"She is with you now, then?"

"Oh, yes. She is the least changed of all. I didn't mean to tell, but keep her as a surprise. Of course, you will be a surprise to everybody.--There, run along, children; we'll follow.--Yes, won't it be delightful, Roger? We can all play at youth again."

"Like skeletons in some Dance of Death!" he exclaimed. "We shall be hideous in each other's sight."

"McLean, I am a bride," said his wife, not heeding the late misanthropy; "Helen is a girl; the ghost of the prior Mrs. Purcell shall be rediviva; and Katy there"------

"Wait a bit, Kate," said her cousin.

"Before you have shuffled off mortality for the whole party, sit down under this hedge,--here is an opportune bench,--and give me accounts from the day of my departure."

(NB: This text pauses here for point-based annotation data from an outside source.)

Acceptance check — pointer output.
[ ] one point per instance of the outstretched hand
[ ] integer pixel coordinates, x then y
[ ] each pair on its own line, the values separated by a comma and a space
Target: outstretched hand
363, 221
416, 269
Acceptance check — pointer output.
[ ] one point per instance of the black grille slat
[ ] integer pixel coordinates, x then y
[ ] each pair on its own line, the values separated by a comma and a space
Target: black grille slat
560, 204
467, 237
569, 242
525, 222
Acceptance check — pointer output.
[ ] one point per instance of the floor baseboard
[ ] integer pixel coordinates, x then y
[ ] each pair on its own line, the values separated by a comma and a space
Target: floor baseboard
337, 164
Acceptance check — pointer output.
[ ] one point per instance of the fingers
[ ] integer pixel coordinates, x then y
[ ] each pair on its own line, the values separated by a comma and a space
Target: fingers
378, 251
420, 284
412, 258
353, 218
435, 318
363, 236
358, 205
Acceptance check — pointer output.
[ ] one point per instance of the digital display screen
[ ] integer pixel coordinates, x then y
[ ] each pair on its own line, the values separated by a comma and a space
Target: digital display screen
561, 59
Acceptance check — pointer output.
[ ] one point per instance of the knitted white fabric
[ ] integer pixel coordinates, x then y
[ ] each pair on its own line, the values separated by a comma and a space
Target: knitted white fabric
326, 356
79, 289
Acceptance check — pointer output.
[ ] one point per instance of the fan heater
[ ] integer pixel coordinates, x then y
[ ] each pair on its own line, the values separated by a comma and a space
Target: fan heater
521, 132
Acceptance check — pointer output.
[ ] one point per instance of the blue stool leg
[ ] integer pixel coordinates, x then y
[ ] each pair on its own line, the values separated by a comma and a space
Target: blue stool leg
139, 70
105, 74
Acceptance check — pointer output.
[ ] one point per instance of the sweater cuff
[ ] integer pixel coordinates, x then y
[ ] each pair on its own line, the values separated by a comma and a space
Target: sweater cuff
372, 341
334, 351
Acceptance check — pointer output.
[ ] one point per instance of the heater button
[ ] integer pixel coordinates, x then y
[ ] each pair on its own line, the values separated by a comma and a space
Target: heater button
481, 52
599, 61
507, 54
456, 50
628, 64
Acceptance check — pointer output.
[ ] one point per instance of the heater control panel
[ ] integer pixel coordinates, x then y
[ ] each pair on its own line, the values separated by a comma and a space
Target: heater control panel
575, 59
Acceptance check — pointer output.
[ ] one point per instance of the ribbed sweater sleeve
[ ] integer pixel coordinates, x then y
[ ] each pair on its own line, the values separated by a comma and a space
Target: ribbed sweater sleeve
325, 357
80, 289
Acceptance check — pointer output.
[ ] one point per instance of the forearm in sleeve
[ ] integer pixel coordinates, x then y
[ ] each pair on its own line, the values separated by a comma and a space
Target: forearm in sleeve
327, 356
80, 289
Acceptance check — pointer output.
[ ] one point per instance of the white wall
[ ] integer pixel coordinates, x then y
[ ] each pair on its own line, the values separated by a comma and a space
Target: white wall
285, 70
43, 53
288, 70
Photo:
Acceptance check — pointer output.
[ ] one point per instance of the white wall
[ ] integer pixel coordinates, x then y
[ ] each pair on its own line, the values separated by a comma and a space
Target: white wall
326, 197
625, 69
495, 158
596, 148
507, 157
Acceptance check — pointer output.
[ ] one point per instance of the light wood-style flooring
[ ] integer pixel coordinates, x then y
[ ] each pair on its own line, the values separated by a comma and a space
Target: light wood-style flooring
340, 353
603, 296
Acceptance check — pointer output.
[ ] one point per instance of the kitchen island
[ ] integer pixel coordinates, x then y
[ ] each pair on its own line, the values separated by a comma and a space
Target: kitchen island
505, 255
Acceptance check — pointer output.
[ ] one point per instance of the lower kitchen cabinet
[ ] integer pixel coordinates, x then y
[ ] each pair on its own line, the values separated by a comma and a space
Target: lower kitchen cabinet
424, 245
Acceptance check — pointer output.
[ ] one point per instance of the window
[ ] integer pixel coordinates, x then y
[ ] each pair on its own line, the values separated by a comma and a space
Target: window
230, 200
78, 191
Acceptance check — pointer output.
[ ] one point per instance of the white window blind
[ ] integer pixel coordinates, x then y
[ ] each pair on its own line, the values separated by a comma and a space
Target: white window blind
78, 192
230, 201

"Dear me, Roger, as if that were possible! The ocean in a tea-cup? Let me see,--you had a flirtation with Helen that summer, didn't you? Well, she spent the next winter at the Fort with the Purcells. It was odd to miss both her and Mrs. Laudersdale from society at once. Mrs. Laudersdale was ill; I don't know exactly what the trouble was. You know she had been in such an unusual state of exhilaration all that summer; and as soon as she left New Hampshire and began the old city-life, she became oppressed with a speechless melancholy, I believe, so that the doctors foreboded insanity. She expressed great disinclination to follow their advice, and her husband finally banished them all. It was a great care to him; he altered much. McLean surmised that she didn't like to see him, while she was in this state; for, though he used to surround her with every luxury, and was always hunting out new appliances, and raising the heavens for a trifle, he kept himself carefully out of her sight during the greater part of the winter. I don't know whether she became insufferably lonely, or whether the melancholy wore off, or she conquered it, and decided that it was not right to go crazy for nothing, or what happened. But one cold March evening he set out for his home, dreary, as usual, he thought; and he found the fire blazing and reddening the ceiling and curtains, the room all aglow with rich shadows, and his wife awaiting him, in full toilet, just as superb as you will see her tonight, just as sweet and cold and impassible and impenetrable. At least," continued Mrs. McLean, taking breath, "I have manufactured this little romance out of odds and ends that McLean has now and then reported from his conversation. I dare say there isn't a bit of it true, for Mr. Laudersdale isn't a man to publish his affairs; but I believe it. One thing is certain: Mrs. Laudersdale withdrew from society one autumn and returned one spring, and has queened it ever since."

"Is Mr. Laudersdale with you?"

"No. But he will come with their daughter shortly."

"And with what do you all occupy yourselves, pray?"